Introduction¶
Here I want to write a little about pandas that I play with sometimes and share some useful pandas methods. Notice the input data comes from module pydataset that comes with a bunch of popular dataset.
import pandas as pd
from pydataset import data
type(data)
_input= data('HairEyeColor')
Data Structures¶
There are n structured ways to manipulate data in pandas.
Pandas Series Object¶
Series is data wrapped in a 1 d array with indexed items, indices being of type int (but str also works).
Slicing works by square-bracket notation, method .values return Numpy array.
data = pd.Series([1, 2, 3], index=['a', 'b', 'c'])
Curious application is a Series as a specialization of a Python dictionary.
population_dict = {'California': 38332521, 'Texas': 26448193, 'New York': 19651127, 'Florida': 19552860, 'Illinois': 12882135} population = pd.Series(population_dict) population
Pandas DataFrame Object¶
A DataFrame is an analog of a two-dimensional array with both flexible row indices and flexible column names.
from sklearn import datasets
iris = datasets.load_iris()
print(iris.data[:10])
print(iris.target)
print(iris.DESCR[:1000])
There are datasets to play with in Scikit Learn or Scipy.
from sklearn.datasets import load_boston, make_classification, load_iris
data_boston = load_boston
data_iris = load_iris
Otherwise sklearn has a utility to generate classification datasets.
from sklearn.datasets import make_classification
When input looks like that:
_input.head(7)
To get a subpart of the df is as simple as:
df_sliced = _input.iloc[0:5, 0:2] # rows then columns indices passed to the iloc
df_sliced
Transpose df¶
Given a DataFrame df, you can transpose a portion of it like this:
df_transposed = sub_df.T
# or
df_transposed =sub_df.transpose()
This will return a new df. To modify the original DataFrame, you can use the inplace parameter.
sub_df.T(inplace=True)
Create Contingency Table¶
Columns representing Hair , Eye color used to make a cross-table. Going from HairEyeColor table individuals to group counts done as follows.
Transpose¶
To switch rows by columns you call method .T
on df
.
df_T= df_sliced.T
df_T
_input= data('HairEyeColor')
contingency_ds= pd.crosstab(_input["Hair"], _input["Eye"])
contingency_ds
Pivot Table¶
Pivot is useful to make a report on relevant features, when you get counts of relevant values groupped by selected columns.
_input.head()
pivot = _input.pivot_table(index='Hair', columns=['Sex','Eye'], values='Freq')
pivot
pivot2 = _input.pivot_table(index='Hair', columns=['Sex'], values='Freq')
pivot2
apply() a Custom Function¶
Groupby¶
To apply groupby in pandas to get the count of each category, you can use the following code on dummy data:
import pandas as pd
import numpy as np
# categories
fruits = ['apple', 'banana', 'cherry', 'date', 'elderberry']
# total of 100 items
num_items = 100
# Randomly choose the number of items for each fruit type
counts = np.random.choice(range(1, num_items + 1), len(fruits), replace=False)
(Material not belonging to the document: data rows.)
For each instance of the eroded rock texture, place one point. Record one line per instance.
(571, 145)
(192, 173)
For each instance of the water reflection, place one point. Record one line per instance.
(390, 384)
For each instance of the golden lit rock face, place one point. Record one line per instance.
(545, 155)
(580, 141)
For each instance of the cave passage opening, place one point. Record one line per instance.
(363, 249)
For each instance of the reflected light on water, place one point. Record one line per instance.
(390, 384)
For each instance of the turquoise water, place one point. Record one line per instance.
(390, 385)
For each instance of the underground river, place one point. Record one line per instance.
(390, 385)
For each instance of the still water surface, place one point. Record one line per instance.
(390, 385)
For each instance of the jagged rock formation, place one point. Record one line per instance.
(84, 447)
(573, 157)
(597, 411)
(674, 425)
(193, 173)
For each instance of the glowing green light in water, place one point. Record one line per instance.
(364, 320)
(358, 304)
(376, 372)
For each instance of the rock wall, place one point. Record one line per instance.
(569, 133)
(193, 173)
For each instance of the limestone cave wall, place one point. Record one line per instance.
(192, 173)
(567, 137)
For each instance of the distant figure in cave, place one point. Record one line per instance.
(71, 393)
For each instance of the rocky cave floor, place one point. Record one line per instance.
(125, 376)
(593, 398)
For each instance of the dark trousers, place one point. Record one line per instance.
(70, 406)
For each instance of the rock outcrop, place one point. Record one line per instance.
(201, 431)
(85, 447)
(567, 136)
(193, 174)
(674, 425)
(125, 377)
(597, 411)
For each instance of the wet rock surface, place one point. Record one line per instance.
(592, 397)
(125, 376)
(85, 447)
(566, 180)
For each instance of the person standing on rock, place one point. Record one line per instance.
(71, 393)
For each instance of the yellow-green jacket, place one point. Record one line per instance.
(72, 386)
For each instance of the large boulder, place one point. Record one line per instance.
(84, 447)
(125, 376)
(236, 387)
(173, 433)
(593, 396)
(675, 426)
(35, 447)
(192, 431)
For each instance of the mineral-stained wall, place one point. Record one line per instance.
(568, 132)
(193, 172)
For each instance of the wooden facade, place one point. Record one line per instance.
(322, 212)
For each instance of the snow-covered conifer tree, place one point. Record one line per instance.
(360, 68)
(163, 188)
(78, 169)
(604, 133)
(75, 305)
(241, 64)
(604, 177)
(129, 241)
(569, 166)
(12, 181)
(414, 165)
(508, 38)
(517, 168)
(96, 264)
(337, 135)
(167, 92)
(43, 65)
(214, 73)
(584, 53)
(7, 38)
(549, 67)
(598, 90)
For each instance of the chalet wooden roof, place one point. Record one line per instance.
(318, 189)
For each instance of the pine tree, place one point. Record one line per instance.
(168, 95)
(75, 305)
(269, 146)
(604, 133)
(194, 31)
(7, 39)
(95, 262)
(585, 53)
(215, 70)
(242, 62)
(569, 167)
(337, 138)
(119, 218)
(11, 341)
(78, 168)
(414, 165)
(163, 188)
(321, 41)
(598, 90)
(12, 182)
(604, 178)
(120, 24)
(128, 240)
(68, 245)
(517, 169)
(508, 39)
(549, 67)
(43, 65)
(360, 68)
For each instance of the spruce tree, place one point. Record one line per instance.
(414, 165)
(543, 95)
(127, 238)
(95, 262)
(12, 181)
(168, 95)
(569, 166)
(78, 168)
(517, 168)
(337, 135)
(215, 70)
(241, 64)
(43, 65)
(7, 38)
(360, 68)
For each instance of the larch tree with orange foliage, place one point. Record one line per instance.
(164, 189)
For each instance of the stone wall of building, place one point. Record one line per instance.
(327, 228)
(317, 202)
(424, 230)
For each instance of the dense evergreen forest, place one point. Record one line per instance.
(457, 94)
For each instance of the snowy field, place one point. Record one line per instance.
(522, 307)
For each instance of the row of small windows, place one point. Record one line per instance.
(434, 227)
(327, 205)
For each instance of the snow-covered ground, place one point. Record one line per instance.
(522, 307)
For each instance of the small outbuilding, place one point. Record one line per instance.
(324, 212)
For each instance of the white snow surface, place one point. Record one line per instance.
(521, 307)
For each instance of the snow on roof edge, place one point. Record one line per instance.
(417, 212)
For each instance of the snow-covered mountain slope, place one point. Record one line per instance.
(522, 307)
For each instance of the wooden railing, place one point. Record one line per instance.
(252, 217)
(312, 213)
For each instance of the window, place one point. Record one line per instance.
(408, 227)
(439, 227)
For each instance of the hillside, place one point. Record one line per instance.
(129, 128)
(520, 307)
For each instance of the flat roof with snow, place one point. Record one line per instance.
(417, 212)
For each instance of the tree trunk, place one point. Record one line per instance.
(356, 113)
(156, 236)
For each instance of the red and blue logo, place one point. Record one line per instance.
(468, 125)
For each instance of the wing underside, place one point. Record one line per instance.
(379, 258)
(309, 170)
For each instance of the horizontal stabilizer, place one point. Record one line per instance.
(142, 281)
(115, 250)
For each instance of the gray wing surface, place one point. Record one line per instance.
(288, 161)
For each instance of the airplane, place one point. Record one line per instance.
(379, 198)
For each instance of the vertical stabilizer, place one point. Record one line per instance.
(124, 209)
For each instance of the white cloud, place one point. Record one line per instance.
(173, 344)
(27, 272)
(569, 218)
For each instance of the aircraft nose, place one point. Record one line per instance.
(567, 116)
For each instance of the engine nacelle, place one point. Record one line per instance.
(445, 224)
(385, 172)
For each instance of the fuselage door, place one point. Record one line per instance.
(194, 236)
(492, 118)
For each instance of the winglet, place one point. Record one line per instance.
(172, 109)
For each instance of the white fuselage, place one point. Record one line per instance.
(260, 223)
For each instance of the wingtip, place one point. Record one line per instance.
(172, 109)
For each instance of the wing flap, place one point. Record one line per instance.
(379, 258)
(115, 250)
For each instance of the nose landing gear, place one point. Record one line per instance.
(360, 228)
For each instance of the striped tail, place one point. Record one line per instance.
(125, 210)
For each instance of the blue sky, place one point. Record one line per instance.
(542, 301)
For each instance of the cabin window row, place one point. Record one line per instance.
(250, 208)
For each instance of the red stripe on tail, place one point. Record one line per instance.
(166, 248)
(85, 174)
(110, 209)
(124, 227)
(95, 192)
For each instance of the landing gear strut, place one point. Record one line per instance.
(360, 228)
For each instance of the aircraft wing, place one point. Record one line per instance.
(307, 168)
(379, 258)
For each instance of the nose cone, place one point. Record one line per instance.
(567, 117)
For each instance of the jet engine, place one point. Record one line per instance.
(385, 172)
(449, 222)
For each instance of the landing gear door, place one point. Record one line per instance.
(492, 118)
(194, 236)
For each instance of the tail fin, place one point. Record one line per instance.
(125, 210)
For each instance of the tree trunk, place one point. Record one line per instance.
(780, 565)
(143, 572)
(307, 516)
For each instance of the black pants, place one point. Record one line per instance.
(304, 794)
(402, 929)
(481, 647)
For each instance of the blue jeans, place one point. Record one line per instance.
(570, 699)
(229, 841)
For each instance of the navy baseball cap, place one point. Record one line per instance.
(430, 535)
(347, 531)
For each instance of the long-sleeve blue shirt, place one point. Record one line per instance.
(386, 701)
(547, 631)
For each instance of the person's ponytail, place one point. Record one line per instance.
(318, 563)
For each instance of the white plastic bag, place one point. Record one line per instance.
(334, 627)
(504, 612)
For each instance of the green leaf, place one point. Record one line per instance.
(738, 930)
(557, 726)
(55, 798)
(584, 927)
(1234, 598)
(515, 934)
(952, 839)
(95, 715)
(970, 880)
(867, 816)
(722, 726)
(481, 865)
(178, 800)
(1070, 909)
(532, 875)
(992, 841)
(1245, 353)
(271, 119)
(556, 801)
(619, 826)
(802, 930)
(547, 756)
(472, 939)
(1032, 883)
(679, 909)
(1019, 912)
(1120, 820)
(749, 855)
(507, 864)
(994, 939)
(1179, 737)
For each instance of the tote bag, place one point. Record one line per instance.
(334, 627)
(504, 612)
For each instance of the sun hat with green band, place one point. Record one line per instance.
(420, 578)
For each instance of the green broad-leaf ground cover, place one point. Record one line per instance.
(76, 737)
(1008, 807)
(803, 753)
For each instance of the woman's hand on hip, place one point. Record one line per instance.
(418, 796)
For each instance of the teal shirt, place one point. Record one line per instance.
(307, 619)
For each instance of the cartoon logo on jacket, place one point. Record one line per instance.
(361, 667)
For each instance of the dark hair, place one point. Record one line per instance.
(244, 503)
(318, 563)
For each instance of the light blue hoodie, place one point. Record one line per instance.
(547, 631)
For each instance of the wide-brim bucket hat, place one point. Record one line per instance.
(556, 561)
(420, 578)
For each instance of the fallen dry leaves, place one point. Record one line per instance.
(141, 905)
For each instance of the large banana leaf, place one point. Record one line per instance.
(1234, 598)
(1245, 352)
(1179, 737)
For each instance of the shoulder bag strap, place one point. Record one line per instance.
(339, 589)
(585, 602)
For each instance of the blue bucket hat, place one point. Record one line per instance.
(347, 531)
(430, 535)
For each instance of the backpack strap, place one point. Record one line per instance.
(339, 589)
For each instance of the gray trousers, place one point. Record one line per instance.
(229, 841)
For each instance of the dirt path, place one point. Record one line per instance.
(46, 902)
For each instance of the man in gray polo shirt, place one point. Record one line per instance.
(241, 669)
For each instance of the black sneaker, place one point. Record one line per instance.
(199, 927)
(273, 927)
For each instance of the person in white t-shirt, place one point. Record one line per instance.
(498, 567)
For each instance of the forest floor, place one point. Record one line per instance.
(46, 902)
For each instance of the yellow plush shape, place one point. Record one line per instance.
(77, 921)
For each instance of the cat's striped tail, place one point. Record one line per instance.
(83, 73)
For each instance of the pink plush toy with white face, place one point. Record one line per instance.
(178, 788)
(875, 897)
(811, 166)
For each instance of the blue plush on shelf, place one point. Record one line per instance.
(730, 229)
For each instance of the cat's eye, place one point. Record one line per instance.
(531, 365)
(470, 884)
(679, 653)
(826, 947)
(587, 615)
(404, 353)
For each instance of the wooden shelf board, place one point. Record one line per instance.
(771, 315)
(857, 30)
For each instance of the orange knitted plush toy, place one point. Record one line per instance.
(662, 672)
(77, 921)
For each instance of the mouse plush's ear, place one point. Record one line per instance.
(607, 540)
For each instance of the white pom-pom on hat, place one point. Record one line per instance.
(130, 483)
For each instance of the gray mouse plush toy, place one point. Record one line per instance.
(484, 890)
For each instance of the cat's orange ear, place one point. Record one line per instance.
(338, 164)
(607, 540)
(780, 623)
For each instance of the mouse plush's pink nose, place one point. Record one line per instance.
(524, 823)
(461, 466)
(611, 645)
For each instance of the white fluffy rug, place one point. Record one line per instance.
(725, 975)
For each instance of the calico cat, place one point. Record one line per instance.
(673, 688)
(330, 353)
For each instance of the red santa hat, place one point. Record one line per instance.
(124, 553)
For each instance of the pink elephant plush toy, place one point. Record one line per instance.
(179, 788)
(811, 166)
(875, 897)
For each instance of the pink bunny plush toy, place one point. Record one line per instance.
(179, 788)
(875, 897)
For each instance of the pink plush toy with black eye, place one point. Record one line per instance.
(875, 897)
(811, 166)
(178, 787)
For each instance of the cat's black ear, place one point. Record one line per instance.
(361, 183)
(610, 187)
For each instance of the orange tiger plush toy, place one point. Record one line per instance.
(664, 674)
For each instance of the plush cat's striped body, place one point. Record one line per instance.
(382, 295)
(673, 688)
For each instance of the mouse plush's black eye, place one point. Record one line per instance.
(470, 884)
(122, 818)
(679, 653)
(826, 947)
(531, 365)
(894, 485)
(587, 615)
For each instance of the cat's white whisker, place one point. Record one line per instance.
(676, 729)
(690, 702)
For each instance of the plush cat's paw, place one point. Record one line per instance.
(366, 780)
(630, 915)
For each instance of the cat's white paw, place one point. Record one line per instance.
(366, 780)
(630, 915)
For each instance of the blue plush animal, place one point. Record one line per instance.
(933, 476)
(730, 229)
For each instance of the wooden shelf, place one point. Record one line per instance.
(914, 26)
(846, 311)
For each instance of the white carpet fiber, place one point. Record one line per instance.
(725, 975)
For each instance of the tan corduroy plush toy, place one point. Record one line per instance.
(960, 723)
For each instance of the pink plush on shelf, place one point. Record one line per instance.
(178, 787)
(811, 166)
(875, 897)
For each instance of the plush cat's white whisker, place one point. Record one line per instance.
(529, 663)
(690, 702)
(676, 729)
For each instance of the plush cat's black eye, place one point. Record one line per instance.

counts = counts / counts.sum() * num_items
# Create the data dictionary
data = {'group': [], 'attribute': []}
# Populate the data dictionary with random-sized groups
for count, fruit in zip(counts, fruits):
data['group'].extend(np.repeat(fruit, int(count)))
data['attribute'].extend(np.tile(fruit, int(count)))
df = pd.DataFrame(data)
# shuffle the DataFrame
df = df.sample(frac=1).reset_index(drop=True)
# Apply groupby and get the count of each type of fruit
fruit_counts = df.groupby('attribute').size().reset_index(name='count')
print(fruit_counts)
Filter Data Frame¶
use boolean indexing to filter a df based on a particular value in a specific column:
import pandas as pd
# Assuming 'df' is your original DataFrame
# For example, let's say you have a column named 'column_x' and you want to filter based on a specific value, let's call it 'desired_value'
desired_value,desired_value2 = 'apple', 'banana' # Replace this with the actual value you want to filter on
filtered_df = df[(df['attribute'] == desired_value) | (df['attribute'] == desired_value2)]
# Now, 'filtered_df' contains only the rows where 'column_x' has the value equal to 'desired_value'
filtered_df
filtered_df.attribute.value_counts()
pd.get_dummies¶
Of course I need to play with Titanic dataset and want to split class attribute into separate columns for first, second, and third class, I used pandas' get_dummies() function to create binary columns for each class. Then I add these binary columns to the original df.